Fish That Walks Like Land Vertebrates Could Shed Light On Key Evolutionary Milestone

It's one of the most well-known stages in the evolution of life on this planet that at some point in our distant past, about 375 million years ago actually, life emerged from the sea to walk on land— turning from fish that swim to vertebrates that walk.

How exactly this key stage happened is still a bit of a mystery, but researchers have discovered a cavefish known as Cryptotora thamicola which could help us understand more. The fish, which lives in caves in Thailandm has some unusual anatomical features which allow it to walk and climb about on waterfalls in a similar way to tetrapods, or four-legged animals.

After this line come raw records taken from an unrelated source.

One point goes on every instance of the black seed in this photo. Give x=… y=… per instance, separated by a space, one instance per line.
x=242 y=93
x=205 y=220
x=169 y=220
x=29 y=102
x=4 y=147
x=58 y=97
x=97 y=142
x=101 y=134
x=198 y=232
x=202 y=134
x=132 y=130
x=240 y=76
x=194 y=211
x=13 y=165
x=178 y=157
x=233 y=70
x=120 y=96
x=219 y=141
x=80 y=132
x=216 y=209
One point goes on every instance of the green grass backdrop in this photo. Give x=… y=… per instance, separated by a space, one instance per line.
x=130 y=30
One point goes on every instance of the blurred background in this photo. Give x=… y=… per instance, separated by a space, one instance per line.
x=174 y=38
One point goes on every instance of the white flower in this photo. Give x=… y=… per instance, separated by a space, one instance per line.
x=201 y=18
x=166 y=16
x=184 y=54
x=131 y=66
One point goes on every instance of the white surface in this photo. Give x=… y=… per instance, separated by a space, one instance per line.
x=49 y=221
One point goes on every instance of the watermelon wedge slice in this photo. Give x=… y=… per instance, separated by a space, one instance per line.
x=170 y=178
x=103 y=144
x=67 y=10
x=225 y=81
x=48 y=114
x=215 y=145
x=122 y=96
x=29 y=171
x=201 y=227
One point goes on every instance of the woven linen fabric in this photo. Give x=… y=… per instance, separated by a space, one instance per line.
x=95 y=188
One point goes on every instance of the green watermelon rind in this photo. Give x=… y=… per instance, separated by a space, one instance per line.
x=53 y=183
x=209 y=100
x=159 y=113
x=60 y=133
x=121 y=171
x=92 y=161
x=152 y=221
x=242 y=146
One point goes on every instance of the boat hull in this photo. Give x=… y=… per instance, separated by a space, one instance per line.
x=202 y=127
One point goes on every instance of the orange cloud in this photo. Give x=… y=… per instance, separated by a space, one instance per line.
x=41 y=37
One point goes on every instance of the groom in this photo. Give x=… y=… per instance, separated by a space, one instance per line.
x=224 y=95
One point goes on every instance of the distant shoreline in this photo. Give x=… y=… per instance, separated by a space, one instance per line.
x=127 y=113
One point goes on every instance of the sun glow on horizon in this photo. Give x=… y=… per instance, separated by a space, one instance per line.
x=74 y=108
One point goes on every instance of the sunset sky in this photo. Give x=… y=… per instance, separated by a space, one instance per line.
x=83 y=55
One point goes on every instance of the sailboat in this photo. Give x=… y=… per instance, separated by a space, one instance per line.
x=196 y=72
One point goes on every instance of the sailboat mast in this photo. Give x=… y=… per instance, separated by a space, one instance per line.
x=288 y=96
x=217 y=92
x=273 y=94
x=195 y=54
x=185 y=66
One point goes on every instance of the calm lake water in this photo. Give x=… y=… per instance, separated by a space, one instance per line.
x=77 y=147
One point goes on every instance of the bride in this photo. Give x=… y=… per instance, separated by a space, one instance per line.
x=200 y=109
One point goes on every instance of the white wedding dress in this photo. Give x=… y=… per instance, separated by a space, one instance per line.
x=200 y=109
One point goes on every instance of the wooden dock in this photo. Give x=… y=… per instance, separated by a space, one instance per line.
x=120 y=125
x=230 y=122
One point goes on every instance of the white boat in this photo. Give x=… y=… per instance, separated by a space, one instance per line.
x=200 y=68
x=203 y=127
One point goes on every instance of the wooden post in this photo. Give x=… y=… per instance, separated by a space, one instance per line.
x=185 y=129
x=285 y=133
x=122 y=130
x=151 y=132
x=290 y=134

This ability is not known to exist in any other living fish and gives scientists a chance to study how the anatomy which allows a species to walk on land evolved from fins to legs and feet. Because the cavefish has both the features of a fish along with those associated with our early land-walking ancestors, like a pelvis.

The research has been published in a report called "Tetrapod-like pelvic girdle in a walking cavefish" by Brooke E. Flammang, Daphne Soares, Julie Markiewicz and Apinun Suvarnaraksha.

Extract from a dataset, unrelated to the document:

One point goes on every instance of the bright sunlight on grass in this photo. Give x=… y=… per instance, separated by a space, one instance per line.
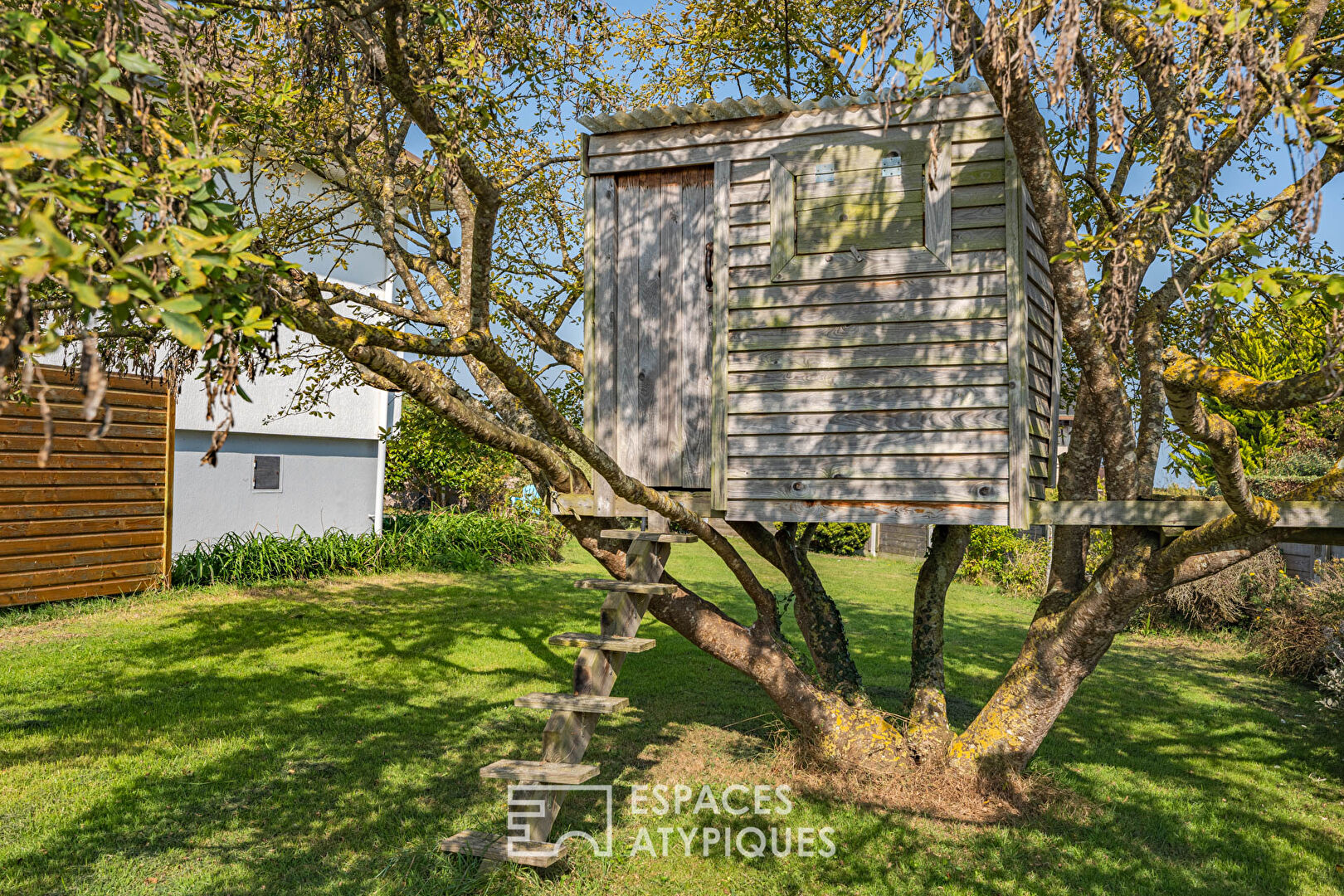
x=321 y=738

In the report Flammang says about Cryptotora thamicola's unique features, "It possesses morphological features that have previously only been attributed to tetrapods. The pelvis and vertebral column of this fish allow it to support its body weight against gravity and provide large sites for muscle attachment for walking. This research gives us insight into the plasticity of the fish body plan and the convergent morphological features that were seen in the evolution of tetrapods."

Further study of the fish should hopefully give the scientists ideas about how fish begun to walk on land.